“El
que cree en el Hijo tiene Vida eterna” (Jn
3, 31-36). Jesús contrapone, en este Evangelio, a Él, que viene “de arriba”, es
decir, del cielo, con quienes están “abajo”, es decir, en la tierra. Él, que
viene del cielo, “está por encima de todos”, porque lo celestial “está sobre
todo”, mientras que lo terreno tiene las limitaciones de la tierra. Él es
testigo de las cosas de Dios; ha visto y oído, desde la eternidad, lo que su
Padre Dios le ha comunicado, su Ser divino, porque es Dios como Él, y ése es el
fundamento de su autoridad. Las palabras de Jesús son, por lo tanto, las
palabras del mismo Dios; recibir las palabras de Jesús es recibir las palabras
del mismo Dios, y como Dios es Vida y Vida eterna en sí mismo, quien recibe la
Palabra de Dios recibe la Vida de Dios que es Vida eterna.
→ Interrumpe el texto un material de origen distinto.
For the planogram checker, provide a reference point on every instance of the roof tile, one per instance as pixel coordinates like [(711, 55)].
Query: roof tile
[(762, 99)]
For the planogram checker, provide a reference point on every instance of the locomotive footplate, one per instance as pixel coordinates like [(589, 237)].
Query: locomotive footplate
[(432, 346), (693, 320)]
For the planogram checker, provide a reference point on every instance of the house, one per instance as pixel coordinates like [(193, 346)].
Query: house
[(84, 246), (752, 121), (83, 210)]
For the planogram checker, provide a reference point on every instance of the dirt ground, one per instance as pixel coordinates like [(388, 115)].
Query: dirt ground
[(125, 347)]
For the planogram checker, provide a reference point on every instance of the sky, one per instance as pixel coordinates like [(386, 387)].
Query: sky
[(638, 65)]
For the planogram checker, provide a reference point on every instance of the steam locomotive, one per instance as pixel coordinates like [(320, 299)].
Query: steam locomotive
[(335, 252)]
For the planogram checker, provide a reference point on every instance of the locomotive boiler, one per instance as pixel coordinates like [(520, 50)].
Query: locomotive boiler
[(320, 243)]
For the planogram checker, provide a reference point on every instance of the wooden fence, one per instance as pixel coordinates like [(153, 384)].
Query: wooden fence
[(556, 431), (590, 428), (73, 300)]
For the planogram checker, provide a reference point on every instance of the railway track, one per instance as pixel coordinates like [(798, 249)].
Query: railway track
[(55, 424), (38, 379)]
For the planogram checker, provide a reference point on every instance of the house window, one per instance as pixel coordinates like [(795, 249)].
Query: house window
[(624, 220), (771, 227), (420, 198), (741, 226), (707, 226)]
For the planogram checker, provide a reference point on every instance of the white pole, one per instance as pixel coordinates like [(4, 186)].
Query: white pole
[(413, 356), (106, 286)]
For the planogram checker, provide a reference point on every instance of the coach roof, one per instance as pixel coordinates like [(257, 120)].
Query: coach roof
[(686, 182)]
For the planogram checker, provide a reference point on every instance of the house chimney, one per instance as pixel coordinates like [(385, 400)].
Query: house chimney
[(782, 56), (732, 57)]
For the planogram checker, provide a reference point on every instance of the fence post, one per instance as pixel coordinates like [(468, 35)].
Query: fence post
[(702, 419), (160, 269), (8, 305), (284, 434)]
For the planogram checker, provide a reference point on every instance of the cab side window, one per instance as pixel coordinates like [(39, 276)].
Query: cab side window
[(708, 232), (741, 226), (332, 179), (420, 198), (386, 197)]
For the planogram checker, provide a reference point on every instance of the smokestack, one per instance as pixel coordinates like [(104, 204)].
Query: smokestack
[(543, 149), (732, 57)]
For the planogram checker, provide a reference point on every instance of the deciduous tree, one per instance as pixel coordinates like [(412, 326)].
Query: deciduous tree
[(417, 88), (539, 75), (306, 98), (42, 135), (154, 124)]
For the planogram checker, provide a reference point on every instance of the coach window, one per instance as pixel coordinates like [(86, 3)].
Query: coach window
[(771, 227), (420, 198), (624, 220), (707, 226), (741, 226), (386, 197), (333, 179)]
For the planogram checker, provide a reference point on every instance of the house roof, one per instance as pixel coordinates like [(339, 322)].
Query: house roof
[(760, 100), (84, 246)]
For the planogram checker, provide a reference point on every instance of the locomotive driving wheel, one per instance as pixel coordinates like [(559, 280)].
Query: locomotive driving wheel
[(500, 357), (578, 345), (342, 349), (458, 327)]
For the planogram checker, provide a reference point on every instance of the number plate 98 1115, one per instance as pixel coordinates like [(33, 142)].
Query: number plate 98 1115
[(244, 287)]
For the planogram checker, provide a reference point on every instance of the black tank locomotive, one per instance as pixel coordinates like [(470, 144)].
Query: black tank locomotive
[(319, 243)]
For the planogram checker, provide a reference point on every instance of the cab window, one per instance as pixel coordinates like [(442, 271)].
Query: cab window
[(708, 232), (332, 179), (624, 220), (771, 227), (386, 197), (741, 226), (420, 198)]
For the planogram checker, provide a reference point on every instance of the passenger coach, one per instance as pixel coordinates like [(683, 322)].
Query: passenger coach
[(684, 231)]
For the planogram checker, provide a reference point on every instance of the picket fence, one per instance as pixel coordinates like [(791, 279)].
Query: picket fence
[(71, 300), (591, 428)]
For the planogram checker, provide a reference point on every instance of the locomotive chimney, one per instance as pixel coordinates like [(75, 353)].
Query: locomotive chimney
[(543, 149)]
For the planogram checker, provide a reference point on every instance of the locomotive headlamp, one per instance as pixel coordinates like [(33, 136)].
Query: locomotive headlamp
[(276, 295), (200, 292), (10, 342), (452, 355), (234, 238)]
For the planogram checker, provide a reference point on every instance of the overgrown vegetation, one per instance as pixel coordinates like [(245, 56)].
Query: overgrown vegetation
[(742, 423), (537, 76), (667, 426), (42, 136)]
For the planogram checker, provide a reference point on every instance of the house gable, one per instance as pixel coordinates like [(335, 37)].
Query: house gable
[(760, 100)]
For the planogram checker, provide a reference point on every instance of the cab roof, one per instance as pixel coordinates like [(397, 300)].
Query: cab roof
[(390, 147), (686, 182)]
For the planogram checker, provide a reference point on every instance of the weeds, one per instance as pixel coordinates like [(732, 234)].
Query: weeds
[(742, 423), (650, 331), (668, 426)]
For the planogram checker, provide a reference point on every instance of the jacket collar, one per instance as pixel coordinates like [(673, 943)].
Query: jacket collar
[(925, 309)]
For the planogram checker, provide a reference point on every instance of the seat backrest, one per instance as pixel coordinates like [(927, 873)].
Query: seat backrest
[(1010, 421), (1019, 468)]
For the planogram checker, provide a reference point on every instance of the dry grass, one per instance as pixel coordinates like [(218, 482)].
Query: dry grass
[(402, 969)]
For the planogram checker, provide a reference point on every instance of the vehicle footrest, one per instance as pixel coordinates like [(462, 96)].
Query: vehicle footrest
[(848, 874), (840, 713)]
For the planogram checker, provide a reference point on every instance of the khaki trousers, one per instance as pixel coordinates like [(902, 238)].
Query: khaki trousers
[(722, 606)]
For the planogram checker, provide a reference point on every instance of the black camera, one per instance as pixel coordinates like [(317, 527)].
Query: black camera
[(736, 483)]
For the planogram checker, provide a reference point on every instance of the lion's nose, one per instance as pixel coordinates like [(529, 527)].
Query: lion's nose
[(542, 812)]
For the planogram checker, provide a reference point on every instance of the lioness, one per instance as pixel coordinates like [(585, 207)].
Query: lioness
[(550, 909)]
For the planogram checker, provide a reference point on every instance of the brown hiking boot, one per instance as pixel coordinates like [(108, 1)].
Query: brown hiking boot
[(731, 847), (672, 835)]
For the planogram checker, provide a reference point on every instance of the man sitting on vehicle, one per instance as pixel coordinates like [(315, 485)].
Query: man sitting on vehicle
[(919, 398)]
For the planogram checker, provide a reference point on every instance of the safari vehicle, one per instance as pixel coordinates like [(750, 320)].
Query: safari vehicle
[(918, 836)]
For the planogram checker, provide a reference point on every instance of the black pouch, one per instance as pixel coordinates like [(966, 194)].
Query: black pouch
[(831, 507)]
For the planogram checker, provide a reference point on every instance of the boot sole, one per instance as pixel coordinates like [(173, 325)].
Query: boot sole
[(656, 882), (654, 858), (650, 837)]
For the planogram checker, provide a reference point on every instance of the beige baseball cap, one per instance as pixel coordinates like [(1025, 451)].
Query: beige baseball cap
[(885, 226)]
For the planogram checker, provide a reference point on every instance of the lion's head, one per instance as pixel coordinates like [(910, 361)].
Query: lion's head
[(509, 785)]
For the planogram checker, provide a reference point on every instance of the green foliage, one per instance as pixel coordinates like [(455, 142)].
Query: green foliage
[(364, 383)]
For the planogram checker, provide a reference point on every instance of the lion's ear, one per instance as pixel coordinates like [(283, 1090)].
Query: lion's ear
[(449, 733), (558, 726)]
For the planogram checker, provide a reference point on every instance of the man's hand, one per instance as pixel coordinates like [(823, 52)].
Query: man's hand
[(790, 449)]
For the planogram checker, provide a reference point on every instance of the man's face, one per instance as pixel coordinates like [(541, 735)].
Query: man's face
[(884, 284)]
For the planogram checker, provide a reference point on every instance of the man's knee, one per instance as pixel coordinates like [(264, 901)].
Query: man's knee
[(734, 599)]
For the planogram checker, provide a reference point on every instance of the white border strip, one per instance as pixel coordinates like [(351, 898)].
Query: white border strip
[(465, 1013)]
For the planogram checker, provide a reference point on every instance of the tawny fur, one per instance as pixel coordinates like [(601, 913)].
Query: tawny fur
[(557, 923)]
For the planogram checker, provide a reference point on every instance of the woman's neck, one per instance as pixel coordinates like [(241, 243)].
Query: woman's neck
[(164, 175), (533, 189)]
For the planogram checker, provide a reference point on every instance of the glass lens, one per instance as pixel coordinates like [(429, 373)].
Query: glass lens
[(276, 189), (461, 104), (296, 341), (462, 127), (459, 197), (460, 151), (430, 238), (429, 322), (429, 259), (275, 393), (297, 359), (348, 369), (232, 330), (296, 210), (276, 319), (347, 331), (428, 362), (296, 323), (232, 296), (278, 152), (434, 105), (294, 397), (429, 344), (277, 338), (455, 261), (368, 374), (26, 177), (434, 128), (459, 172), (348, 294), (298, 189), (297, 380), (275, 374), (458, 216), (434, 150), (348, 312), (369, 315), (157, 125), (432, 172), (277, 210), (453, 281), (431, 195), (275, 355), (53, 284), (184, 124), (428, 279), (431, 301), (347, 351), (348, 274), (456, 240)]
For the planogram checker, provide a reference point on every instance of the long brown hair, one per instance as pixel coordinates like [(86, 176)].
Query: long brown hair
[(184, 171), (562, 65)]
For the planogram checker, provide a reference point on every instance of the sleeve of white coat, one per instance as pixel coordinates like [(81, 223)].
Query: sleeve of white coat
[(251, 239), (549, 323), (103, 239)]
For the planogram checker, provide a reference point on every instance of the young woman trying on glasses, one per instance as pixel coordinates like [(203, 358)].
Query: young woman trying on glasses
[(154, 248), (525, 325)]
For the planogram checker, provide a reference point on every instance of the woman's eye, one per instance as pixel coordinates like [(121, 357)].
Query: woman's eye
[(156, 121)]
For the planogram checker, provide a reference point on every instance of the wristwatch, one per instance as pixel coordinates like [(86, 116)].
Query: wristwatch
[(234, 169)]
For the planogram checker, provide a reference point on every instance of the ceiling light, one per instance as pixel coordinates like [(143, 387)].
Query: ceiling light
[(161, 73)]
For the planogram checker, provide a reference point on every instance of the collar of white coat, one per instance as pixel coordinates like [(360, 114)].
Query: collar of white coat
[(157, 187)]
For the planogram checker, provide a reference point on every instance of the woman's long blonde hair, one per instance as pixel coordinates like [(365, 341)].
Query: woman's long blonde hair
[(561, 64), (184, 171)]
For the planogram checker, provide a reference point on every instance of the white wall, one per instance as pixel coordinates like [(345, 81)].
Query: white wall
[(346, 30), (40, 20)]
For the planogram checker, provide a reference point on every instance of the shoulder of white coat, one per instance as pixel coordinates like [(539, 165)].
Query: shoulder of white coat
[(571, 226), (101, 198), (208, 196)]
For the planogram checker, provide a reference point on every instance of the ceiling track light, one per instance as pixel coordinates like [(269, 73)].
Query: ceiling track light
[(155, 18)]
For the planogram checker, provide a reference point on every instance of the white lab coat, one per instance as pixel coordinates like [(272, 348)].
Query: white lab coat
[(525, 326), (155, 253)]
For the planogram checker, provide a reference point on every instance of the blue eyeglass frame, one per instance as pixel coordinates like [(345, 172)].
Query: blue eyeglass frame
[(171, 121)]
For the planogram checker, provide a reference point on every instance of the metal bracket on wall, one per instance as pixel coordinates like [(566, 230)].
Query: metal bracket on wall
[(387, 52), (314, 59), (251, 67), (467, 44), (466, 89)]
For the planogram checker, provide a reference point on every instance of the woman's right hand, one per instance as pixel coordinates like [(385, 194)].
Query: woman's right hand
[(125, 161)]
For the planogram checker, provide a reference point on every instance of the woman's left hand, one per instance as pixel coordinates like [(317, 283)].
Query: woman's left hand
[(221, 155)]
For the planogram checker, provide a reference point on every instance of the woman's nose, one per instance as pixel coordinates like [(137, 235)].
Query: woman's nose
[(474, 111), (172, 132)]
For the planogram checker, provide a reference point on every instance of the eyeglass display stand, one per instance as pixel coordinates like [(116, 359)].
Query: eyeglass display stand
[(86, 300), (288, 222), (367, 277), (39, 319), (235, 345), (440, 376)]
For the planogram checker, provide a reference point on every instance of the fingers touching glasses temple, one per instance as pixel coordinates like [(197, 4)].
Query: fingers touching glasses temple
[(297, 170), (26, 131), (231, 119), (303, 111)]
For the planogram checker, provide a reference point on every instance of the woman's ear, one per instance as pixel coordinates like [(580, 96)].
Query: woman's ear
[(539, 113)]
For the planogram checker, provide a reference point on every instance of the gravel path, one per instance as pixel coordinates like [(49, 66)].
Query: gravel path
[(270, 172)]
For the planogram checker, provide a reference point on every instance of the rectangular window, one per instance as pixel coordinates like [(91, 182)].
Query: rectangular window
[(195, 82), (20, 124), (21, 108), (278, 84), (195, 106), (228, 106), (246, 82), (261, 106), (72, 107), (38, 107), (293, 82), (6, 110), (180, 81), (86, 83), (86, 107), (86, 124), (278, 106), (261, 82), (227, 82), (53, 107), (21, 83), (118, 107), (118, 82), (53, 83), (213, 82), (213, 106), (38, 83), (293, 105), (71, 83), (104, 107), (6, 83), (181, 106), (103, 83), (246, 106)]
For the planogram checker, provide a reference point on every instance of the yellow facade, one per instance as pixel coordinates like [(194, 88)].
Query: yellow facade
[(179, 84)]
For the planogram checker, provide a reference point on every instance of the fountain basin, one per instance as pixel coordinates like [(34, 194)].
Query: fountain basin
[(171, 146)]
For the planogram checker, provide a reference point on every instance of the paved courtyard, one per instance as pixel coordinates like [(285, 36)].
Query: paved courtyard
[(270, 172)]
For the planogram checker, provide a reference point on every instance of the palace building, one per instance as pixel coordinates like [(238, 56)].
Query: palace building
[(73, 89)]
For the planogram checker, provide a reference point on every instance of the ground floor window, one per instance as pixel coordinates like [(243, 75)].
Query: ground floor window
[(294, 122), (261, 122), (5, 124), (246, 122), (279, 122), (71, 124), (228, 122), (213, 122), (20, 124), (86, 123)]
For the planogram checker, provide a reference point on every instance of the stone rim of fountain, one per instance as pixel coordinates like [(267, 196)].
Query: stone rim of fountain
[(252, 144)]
Es decir, quien
recibe a Jesús y a su Evangelio, recibe la Vida eterna de Dios y se salva; por
el contrario, quien rechaza a Jesús, Palabra eterna de Dios, rechaza la única
fuente de Vida eterna y se auto-condena a sí mismo a la muerte eterna, porque
no hay otra fuente de vida posible.
Ahora
bien, puesto que esta Palabra de Dios, se ha encarnado en Jesús de Nazareth y
Jesús de Nazareth, cumpliendo el designio divino ha realizado su misterio pascual
de muerte y resurrección y prolonga su encarnación en la Eucaristía, quien
rechaza la fe de la Iglesia en la Eucaristía, rechaza la única fuente de Vida
eterna que Dios Uno y Trino ofrece a la humanidad para su salvación. Es a esto
a lo que Jesús se refiere cuando dice: “El que se niega a creer en el Hijo en la Eucaristía no verá la Vida, sino
que la ira de Dios pesará sobre él”. Por el contrario, “el que cree en el Hijo en la Eucaristía, tiene Vida eterna”.